# Jellyfish?



## shootingstar26 (Feb 24, 2010)

So, um, being an inexperienced fish keeper, I saw this, and thought it was cool, but I want to know what this collection of experienced and knowledgeable people have to say:

http://www.jellyfishart.com/Desktop-Jellyfish-Tank-and-Starter-Kit-p/nh764tik.htm

I kinda really want one. :wink:

also: if you click on "custom" then "jellyfish" apparently there's one you can even keep in a normal saltwater tank!

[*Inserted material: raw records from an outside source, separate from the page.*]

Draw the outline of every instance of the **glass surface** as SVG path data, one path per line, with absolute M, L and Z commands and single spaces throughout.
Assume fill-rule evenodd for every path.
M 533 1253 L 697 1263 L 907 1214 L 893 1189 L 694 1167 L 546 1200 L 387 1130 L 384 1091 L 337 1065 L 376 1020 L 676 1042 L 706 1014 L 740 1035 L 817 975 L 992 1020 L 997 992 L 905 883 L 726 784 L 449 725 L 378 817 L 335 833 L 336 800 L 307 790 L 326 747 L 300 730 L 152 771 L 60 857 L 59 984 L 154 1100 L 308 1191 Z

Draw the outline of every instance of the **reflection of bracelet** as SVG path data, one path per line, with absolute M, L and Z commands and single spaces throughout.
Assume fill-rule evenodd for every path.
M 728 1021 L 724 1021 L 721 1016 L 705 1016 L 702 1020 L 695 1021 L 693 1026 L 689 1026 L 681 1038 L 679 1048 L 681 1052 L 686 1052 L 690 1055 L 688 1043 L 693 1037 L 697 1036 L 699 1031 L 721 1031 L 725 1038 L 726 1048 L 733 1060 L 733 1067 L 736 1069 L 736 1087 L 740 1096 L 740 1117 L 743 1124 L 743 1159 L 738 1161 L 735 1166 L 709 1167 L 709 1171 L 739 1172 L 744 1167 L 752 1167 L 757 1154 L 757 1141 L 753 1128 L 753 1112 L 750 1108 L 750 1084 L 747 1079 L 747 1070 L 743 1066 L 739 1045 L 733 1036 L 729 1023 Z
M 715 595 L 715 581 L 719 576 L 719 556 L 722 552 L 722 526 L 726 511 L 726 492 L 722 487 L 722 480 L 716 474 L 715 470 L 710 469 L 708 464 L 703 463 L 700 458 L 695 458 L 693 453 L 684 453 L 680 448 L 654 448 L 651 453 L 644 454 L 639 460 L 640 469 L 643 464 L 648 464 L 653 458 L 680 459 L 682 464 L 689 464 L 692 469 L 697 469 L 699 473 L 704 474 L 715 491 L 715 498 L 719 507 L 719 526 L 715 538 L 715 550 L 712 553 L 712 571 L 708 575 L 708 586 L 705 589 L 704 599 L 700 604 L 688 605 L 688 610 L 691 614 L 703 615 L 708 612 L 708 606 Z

Totally cool!


----------



## cerianthus (Jul 13, 2008)

shootingstar26 said:


> So, um, being an inexperienced fish keeper, I saw this, and thought it was cool, but I want to know what this collection of experienced and knowledgeable people have to say:
> 
> http://www.jellyfishart.com/Desktop-Jellyfish-Tank-and-Starter-Kit-p/nh764tik.htm
> 
> ...


 
Better if left to someone with s/w set up*S*, IMO.


----------



## shootingstar26 (Feb 24, 2010)

It sounds like you're saying that I can't - shouldn't would be more accurate - do it because I don't have the knowledge or experience...
but that's exactly what I'M saying also. 

What I am/was looking for is/are comments on Jellyfish keeping because I never heard of it; of course the site (the one that sells the desktop aquarium) makes it sounds like it's easy, but I'm aware that that is probably not the case. 

Has anyone ever had the upside-down jellyfish or had any experience with something like the "desktop jelly aquarium?" It sounds like it would work fine, and a jellyfish would be a cool addition, but I don't know. I've never had a saltwater tank. Thoughts? Comments?


----------